As the 8 a.m. bell rings at Martin County High School in Stuart, Fla., hundreds of students filter through the humid halls.

In their midst, visiting lecturer Barbara Webb walks, delighted to be among the young people she holds close to her heart.

She taught only 10 years, all of them here, until fatigue from the AIDS drug AZT forced her to quit. Her "brag wall" of awards from students near the table at home where she makes stained-glass hangings tells the story: Most Unique, Most Academically Stimulating, Best All-Around, Wittiest, Most Influential, Best Personality, Teacher of the Year.

"Barbara kind of gave us direction," said Wanda Yarboro, the principal at Martin County High.

"We were giving students information about AIDS, but this gave it cohesiveness and real meaning for the kids. They have paid more attention to the fact that it does come home."

During a lecture to third-year French students on "le sida," or AIDS, Mrs. Webb is a commanding presence, even though she must sit because it tires her to stand.

"I don't have to cope with AIDS. I have to cope with fear," she tells the students.

"When I got sick recently, I thought, 'Oh my God, this is the start of AIDS.' My arm swelled up, and I thought, 'This is it.' I wondered, 'Will I lose everything?' It's scary what's happening to me, but if it should happen to anybody, it should happen to me because I know you listen to me. I ask you now: Please listen and don't stop listening."
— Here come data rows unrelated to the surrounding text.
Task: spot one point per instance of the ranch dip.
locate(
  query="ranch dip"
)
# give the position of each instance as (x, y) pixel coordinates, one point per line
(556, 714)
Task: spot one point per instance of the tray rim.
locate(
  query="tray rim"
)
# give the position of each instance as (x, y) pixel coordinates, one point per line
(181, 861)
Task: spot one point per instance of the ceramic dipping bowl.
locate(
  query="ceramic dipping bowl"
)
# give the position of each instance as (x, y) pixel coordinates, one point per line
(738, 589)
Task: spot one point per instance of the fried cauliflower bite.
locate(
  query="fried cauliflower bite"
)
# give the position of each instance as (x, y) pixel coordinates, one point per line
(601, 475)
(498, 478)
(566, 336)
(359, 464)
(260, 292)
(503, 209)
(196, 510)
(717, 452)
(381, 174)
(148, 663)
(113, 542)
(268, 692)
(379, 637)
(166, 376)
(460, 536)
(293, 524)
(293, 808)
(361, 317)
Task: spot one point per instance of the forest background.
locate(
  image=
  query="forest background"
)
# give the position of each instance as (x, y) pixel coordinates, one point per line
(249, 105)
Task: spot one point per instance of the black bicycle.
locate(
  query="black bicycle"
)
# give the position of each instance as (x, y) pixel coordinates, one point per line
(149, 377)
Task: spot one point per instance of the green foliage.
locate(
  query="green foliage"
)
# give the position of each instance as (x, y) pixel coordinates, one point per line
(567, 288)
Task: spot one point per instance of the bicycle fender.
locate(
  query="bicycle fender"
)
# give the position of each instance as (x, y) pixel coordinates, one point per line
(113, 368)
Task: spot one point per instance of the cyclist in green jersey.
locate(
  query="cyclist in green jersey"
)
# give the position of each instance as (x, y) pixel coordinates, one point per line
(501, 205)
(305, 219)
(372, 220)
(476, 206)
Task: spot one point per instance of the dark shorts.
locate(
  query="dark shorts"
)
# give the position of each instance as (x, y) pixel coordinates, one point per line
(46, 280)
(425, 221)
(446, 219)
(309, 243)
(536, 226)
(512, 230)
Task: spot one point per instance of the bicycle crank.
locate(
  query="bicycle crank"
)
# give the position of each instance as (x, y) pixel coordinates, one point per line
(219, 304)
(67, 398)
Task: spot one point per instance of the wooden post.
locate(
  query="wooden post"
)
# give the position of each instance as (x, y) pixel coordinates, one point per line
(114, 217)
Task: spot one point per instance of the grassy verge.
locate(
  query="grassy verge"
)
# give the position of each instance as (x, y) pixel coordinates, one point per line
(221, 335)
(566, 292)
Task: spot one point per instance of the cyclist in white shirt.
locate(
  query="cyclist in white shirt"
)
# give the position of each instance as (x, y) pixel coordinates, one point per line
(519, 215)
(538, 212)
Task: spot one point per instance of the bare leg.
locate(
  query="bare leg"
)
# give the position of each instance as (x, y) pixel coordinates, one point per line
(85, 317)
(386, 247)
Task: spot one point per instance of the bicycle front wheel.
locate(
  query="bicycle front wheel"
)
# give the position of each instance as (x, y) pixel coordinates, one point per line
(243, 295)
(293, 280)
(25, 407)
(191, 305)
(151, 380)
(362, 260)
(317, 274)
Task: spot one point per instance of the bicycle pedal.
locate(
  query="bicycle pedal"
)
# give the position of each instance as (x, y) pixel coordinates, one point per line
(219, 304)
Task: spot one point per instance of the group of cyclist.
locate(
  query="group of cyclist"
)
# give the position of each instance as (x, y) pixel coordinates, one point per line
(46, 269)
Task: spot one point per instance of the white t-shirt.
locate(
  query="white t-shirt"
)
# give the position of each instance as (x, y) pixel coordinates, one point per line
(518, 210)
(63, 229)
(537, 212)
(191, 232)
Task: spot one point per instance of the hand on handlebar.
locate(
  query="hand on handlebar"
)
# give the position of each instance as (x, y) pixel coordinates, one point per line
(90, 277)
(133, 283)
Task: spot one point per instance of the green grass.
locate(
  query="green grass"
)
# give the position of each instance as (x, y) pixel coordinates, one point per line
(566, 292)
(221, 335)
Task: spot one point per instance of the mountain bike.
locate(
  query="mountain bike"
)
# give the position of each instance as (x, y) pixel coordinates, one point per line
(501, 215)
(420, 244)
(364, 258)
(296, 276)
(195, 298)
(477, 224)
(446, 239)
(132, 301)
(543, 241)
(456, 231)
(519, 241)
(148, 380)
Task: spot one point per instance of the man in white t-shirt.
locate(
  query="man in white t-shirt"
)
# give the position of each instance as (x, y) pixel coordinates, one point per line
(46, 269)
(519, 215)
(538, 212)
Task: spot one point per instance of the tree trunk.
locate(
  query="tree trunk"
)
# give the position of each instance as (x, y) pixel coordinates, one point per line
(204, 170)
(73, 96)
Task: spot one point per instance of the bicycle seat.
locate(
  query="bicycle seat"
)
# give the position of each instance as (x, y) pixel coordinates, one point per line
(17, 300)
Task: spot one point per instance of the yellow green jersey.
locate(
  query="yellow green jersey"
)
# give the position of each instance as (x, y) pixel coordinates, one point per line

The 9 a.m. bell rings. One by one, the students embrace her. "You are so brave," says one girl. "Thank you for coming."

During recent visits, the high school has begun to videotape Mrs. Webb's lectures on AIDS and on "Macbeth," her favorite of Shakespeare's plays, for Martin County High's archives.

"Always," Marlene Beard, the French teacher, says of the videotapes, "We want you for always."